Heinrich Steinhöwel, alternatively Steinhäuel or Steinheil (born 1410/1411 in Weil der Stadt; died 1 March 1479 in Ulm) was a German doctor, humanist, translator and writer. From 1450 he settled in Ulm, from which most of his works were published.
According to recent research, Steinhöwel was born in 1410 or 1411 and went to study medicine in the University of Vienna from 1429 - 1436. He continued his education at the University of Padua from 1438, where he began by studying Canon Law, transferring later to receive his doctorate in medicine in 1443. From 1444 he taught medicine at the University of Heidelberg, going on to practice as a doctor in his hometown of Weil in 1446, then in 1449 in Esslingen am Neckar.[1]

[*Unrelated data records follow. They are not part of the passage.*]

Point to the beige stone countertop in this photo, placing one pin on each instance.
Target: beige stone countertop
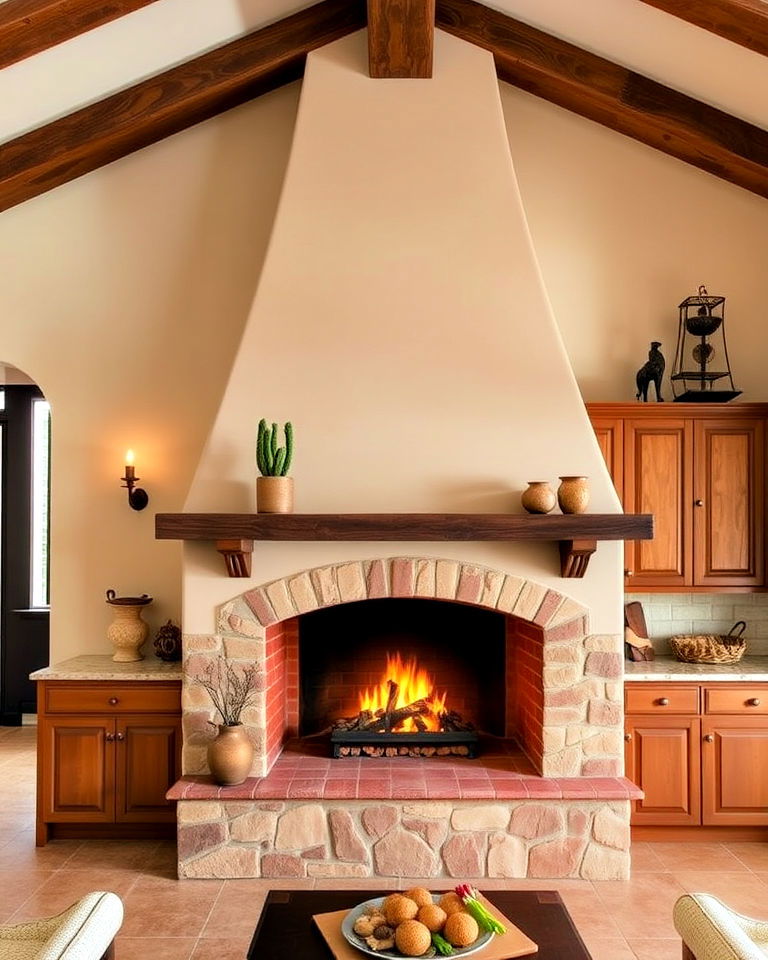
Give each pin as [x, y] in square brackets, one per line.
[667, 668]
[103, 667]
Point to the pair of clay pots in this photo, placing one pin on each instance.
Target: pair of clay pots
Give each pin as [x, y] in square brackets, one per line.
[572, 495]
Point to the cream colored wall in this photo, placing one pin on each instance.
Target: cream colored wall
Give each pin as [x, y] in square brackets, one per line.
[123, 296]
[623, 234]
[169, 242]
[400, 323]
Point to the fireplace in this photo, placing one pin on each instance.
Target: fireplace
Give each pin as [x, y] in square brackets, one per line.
[392, 325]
[439, 666]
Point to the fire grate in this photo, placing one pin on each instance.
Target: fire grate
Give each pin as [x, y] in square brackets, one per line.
[363, 743]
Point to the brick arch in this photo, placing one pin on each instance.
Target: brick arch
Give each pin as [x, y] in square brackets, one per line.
[252, 612]
[575, 710]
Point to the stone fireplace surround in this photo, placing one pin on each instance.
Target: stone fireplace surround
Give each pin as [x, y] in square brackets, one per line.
[560, 809]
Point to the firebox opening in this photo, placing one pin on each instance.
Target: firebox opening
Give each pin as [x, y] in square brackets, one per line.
[349, 650]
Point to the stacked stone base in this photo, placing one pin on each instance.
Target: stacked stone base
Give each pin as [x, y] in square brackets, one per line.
[404, 839]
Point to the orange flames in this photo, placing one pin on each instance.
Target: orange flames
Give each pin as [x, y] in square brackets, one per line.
[414, 683]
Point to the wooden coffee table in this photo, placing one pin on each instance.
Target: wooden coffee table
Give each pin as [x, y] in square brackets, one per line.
[286, 930]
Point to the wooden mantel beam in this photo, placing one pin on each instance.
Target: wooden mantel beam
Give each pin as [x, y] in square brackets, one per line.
[742, 21]
[31, 26]
[401, 38]
[169, 102]
[614, 96]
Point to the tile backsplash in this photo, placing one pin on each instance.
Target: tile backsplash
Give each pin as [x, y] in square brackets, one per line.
[668, 614]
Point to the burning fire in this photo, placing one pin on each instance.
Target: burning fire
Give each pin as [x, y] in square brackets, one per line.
[413, 683]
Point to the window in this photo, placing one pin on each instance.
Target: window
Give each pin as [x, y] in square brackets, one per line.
[40, 501]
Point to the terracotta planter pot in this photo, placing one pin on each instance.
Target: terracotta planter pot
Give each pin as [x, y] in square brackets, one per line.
[128, 631]
[539, 497]
[573, 494]
[274, 494]
[230, 755]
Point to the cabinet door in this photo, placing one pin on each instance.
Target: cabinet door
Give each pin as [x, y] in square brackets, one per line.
[729, 496]
[148, 763]
[734, 765]
[662, 757]
[610, 436]
[658, 479]
[77, 766]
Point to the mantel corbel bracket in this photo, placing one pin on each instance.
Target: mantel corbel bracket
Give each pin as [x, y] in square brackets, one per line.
[575, 556]
[237, 556]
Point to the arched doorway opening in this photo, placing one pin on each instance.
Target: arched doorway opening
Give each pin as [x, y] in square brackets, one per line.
[25, 438]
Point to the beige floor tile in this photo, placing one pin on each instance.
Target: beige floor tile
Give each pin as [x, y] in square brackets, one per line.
[753, 855]
[609, 949]
[657, 949]
[235, 913]
[690, 856]
[743, 892]
[224, 949]
[642, 906]
[142, 948]
[645, 859]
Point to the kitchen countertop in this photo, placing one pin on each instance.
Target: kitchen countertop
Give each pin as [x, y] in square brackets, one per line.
[667, 668]
[103, 667]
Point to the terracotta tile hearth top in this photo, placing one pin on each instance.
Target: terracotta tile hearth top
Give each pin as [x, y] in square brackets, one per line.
[302, 776]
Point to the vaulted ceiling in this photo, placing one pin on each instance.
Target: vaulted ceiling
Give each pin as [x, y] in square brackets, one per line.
[679, 86]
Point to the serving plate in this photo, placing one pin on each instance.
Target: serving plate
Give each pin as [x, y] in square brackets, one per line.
[348, 923]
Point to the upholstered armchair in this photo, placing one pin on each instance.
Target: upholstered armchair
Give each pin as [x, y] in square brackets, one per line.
[85, 931]
[712, 931]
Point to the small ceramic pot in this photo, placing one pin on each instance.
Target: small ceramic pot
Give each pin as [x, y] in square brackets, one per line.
[539, 497]
[573, 494]
[230, 755]
[128, 631]
[274, 494]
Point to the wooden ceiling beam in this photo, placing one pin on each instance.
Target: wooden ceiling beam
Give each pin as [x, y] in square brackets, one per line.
[401, 38]
[614, 96]
[742, 21]
[239, 71]
[163, 105]
[31, 26]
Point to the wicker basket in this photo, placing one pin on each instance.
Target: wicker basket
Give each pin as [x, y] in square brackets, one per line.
[711, 648]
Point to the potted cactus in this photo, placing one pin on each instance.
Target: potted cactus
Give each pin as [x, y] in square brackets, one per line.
[274, 488]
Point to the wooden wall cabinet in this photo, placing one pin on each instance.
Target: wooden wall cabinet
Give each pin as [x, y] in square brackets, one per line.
[700, 753]
[107, 754]
[700, 470]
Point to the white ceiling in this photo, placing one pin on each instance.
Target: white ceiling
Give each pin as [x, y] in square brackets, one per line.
[167, 32]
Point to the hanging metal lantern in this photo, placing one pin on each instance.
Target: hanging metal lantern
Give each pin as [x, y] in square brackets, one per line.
[701, 357]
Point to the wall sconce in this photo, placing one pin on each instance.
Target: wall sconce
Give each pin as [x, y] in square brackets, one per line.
[137, 498]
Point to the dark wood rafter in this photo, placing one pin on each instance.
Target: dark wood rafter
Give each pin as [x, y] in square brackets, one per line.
[614, 96]
[234, 533]
[401, 38]
[172, 101]
[28, 27]
[237, 72]
[742, 21]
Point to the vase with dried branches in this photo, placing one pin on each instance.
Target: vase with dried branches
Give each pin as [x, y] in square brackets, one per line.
[231, 690]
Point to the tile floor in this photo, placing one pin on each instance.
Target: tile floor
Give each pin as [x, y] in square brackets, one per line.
[166, 919]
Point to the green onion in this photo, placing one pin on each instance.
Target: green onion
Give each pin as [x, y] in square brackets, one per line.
[441, 945]
[485, 920]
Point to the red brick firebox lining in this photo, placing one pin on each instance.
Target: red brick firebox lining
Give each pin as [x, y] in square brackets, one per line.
[302, 776]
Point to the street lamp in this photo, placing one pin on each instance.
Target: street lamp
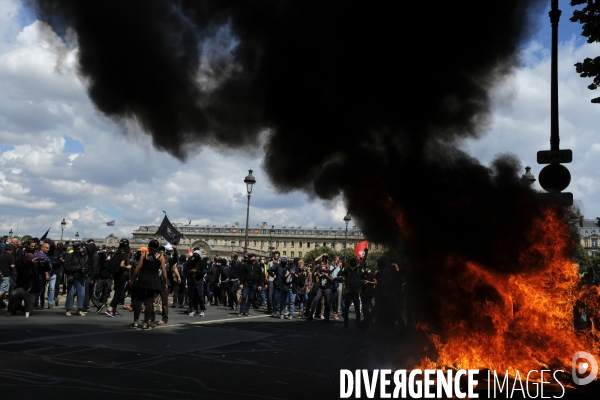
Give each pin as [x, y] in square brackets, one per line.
[271, 247]
[62, 228]
[249, 181]
[346, 220]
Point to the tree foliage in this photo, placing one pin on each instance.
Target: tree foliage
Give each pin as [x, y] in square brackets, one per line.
[589, 18]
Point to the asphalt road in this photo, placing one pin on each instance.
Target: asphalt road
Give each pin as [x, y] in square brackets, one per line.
[219, 356]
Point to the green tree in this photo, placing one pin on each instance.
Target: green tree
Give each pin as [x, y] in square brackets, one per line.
[589, 18]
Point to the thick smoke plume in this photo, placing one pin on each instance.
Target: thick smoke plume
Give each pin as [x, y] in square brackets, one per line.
[359, 98]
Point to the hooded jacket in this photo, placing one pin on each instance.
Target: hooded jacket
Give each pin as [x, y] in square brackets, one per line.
[252, 273]
[93, 260]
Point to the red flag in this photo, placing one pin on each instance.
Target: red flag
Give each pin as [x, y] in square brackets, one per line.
[360, 248]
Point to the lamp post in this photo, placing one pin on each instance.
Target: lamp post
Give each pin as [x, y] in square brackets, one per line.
[249, 181]
[346, 220]
[62, 228]
[271, 247]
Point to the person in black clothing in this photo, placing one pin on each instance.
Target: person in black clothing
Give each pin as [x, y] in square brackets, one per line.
[352, 290]
[27, 284]
[120, 278]
[222, 282]
[195, 271]
[179, 285]
[7, 264]
[253, 279]
[213, 279]
[233, 282]
[277, 271]
[387, 296]
[92, 277]
[103, 283]
[57, 258]
[369, 283]
[324, 280]
[146, 284]
[76, 267]
[289, 291]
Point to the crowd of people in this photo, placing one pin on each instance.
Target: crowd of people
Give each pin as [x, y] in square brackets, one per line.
[35, 274]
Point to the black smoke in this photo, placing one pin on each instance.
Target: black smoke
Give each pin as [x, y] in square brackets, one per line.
[362, 99]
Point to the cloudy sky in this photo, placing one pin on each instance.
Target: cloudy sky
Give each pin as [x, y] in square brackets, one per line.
[60, 158]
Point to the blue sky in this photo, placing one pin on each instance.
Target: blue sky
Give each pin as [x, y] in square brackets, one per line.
[60, 159]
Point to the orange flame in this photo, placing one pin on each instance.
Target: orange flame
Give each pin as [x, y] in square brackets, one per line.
[523, 321]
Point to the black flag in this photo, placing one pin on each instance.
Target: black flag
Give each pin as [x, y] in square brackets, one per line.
[45, 235]
[168, 231]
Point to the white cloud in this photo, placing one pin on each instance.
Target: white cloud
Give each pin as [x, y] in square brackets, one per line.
[521, 121]
[120, 176]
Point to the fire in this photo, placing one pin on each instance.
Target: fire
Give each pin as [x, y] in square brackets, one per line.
[516, 322]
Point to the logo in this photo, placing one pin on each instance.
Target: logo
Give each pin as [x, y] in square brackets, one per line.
[581, 367]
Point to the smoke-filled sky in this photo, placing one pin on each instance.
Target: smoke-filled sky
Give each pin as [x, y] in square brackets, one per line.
[309, 100]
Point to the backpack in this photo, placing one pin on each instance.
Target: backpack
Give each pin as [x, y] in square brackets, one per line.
[114, 264]
[354, 281]
[386, 286]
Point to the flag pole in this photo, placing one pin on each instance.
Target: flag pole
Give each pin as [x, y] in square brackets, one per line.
[182, 235]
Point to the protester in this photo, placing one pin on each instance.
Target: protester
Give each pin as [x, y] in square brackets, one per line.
[57, 259]
[253, 279]
[27, 284]
[76, 269]
[146, 283]
[352, 290]
[119, 268]
[7, 265]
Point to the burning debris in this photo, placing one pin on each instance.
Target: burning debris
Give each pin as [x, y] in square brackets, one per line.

In 1450 Steinhöwel was appointed city physician of Ulm, initially for six years and then with an extended contract, and was also granted a pharmacy connection there. Later he authored a small work on the treatment of Plague, Das Büchlein der Ordnung der Pestilenz (1473), the first on its subject in German, which went through four reprints before the end of the century. He was also consulted medically by various princes, including Eberhard I, Duke of Württemberg and Philip the Good, Duke of Burgundy.[2]
Steinhöwel brought, the brother of his Augsburg printer to Ulm, where he set up what was probably the first printing press in 1472 with Steinhöwel's financial support. In 1473, a Latin and soon afterwards a German translation of Giovanni Boccaccio's De claris mulieribus (Famous Women) was published, both of them with numerous high-quality woodcuts, as well as Steinhöwel's Tütsche Cronica (German Chronicle).
Steinhöwel lived during the transition period from the Late Middle Ages to the Renaissance, when there was growing interest in classical Roman and Greek culture. Ever since he settled in Ulm, he was at the centre of a circle of humanistically minded men in Swabia and also worked as a translator from Latin and editor of ancient texts. Among such works was his metrical adaptation of the ancient novel Apollonius of Tyre,[3] as well as works by Petrarch.
Around 1476, Steinhöwel published his famous and influential bilingual collection of Aesop's Fables, where the Latin text in verse is accompanied by a German prose translation. The 550-page work contains 191 woodcuts and numerous decorative initials.[4] The collection was also accompanied by a biography of Aesop and stories by Petrus Alphonsus and Poggio Bracciolini. Very soon after, translations or adaptations followed in Italian (1479), French (1480), English (the Caxton edition of 1484), Czech (about 1488) and Spanish (1489).[5]
Steinhöwel exerted a great influence on the development of a sophisticated German written language through his relatively free translations from Latin into German. Statements about his principles of translation, published in the introductions to his works, are among the early Renaissance theoretical considerations of the problem of translation and thus implicitly of cultural transfer.[6]